Tighten chunking docstrings for accuracy and clarity

thodson-usgs · claude · thodson-usgs · commit 526a7e46297e · 2026-05-16T09:41:42.000-05:00
Five docstring fixes, no behavior change:

1. ``_plan_chunks`` docstring described the first ``RequestTooLarge``
   case as "filter (if any) is already at its smallest OR-clause" —
   same wrong-direction error already fixed on ``RequestTooLarge``.
   The planner probes at the inner chunker's BAIL floor (longest
   clause's URL contribution), not the smallest. Rewrite to "the
   smallest reducible plan" with the bail-floor clarification.
2. The ``RequestTooLarge`` raised inside the halving loop carried
   a matching wrong-direction phrase ("any chunkable filter reduced
   to one OR-clause").
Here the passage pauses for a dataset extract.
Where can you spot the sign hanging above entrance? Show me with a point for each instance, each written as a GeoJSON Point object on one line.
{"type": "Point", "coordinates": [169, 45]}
Rewrite to "any chunkable filter at the
   inner chunker's bail-floor size" and broaden the user advice to
   include "shorten the filter".
3. ``_chunk_bytes`` docstring claimed it's "indirectly used as the
   URL contribution estimate" — that's not what the code does; the
   function is a comparator only. Trim the misleading sentence and
   keep the rationale for ``quote_plus`` over raw join length.
4. ``_worst_case_args`` docstring's "with the filter already reduced
   to its filter-chunker floor" was oblique. Rewrite to make the
   chain explicit: caller passes ``probe_args`` (already through
   ``_filter_aware_probe_args``), and this function uses each dim's
   largest chunk against that.
5. The ``_DEFAULT_MAX_CHUNKS`` module comment said it's "read lazily
   in the wrapper" — stale; ``_plan_chunks`` now also resolves
   lazily. Update to "both the decorator wrapper and ``_plan_chunks``".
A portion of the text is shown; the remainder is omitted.